The recently approved law controlling access to social networks by minors, which implies an intrusion into the privacy of all citizens – who will be forced to use the Government’s digital mobile key before accessing their Instagram – is also another part of a huge puzzle of removing the family’s autonomy in the education of their children (in a process of infantilization of the individual symptomatic of collectivist societies, as we have criticized in recent weeks in this space).
The Portuguese center-left parties – where the current PSD unapologetically fits – are thus embarking on a European trend that will be the final defeat (in a very short time) of the free European project itself. And, consequently, of Europe, which thousands of free men died defending on the beaches of Normandy.
In 1988, Margaret Thatcher took to a platform in Bruges to issue a warning that History turned into reality: freedom is not defended through the centralization of power, but through its dispersion. Today, it is enough to look at the institutional building in Brussels to see that the European project has reversed this logic. Under the guise of “protecting democracy”, the EU has constructed an architecture of control that mirrors the worst of Soviet centralism and the most advanced Chinese digital authoritarianism.
If the first step towards the destruction of democracy is the emptying of its representative institutions, in the EU, as is well known, the European Parliament (the only body where citizens have a direct vote) is an echo chamber with no power of legislative initiative. The real power resides in the European Commission, a “Nomenclature” of unelected commissioners who have a monopoly on what can and cannot be discussed. This structure is a direct heir to the USSR hierarchy – just like the Politburo decided the fate of millions of square kilometers without ever being accountable to the suffrage, the Commission decides the fate of European nations through technical directives that trample on national sovereignties.

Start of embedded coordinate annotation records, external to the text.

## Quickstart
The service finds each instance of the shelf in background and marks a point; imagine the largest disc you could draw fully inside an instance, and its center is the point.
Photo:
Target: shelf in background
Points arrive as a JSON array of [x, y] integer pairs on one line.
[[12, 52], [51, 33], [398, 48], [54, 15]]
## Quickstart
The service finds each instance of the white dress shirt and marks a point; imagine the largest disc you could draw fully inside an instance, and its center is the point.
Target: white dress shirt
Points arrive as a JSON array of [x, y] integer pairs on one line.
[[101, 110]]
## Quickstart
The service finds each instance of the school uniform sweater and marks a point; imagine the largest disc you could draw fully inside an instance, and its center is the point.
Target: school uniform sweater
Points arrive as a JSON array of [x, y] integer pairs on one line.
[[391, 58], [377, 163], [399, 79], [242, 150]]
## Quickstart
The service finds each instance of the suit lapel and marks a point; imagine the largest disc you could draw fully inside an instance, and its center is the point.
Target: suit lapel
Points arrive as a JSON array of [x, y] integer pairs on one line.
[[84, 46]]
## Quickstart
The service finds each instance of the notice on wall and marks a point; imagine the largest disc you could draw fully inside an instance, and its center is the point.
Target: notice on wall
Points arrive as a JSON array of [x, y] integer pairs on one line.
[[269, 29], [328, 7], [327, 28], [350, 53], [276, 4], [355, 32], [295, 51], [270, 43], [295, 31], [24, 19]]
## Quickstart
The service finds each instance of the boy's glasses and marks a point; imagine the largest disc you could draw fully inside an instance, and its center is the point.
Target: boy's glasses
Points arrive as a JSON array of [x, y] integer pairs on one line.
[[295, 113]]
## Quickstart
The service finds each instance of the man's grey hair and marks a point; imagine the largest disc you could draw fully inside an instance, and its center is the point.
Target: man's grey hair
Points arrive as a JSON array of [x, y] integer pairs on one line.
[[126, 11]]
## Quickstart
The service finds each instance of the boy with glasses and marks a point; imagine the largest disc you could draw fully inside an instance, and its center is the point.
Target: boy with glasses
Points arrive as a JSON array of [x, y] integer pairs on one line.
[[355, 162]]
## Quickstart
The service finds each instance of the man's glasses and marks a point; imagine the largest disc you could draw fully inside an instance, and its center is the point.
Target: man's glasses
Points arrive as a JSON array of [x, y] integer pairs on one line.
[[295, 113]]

Thatcher realized early on that this “democratic centralism” was the enemy of freedom. When the “protection of democracy” becomes an administrative task managed by bureaucrats, the people cease to be the sovereign and become the object of management.
But if the EU’s structure is a Soviet model, the control technology is today inspired by Beijing. After all, we are in the 21st century. XXI! The European Union’s recent crusade against “disinformation”, embodied in the Digital Services Regulation (DSA) – and whose inspiration gives things like the ban on social networks to minors and the like, such as chat control… – is the perfect example of how democracy is destroyed in its own name.
By giving itself the power to define what is “truth” or “fake news”, the Brussels bureaucracy is slowly creating a Western version of the “Great Firewall“Chinese.
In another very obvious example: the administrative ban on Russian news channels, decided without any transparent judicial process, after the invasion of Ukraine, was a true test of stress for this model. The argument used – that these voices are dangerous to democratic stability – is exactly the same one that the Chinese Communist Party uses to silence dissidents. When the State (or a suprastructure such as the EU) decides what citizens can and cannot hear for “their own good”, democracy is dead; what remains is a guardianship regime.
The nightmare Thatcher warned us about wasn’t just about excessive bureaucracy or rules about the size of fruit. It was about losing control. With the planned introduction of the Digital Euro and the European Digital Identity, or the ban on social media for minors (here, locally, but to the delight of most Eurocrats) the EU is preparing to close the noose. As in the Chinese Social Credit system, the ability to participate in society and the economy will depend on an infrastructure run by technocrats that no one elected and no one can fire. And that we all think the same way.
Thatcher knew that freedom is messy, noisy and often dangerous. But he also knew that the alternative – a clean, quiet and controlled technocratic order – is the death of a nation’s soul. The European monster is fulfilling the prophecy: in the name of democracy, it is building a system that risks being the most undemocratic the West has ever seen.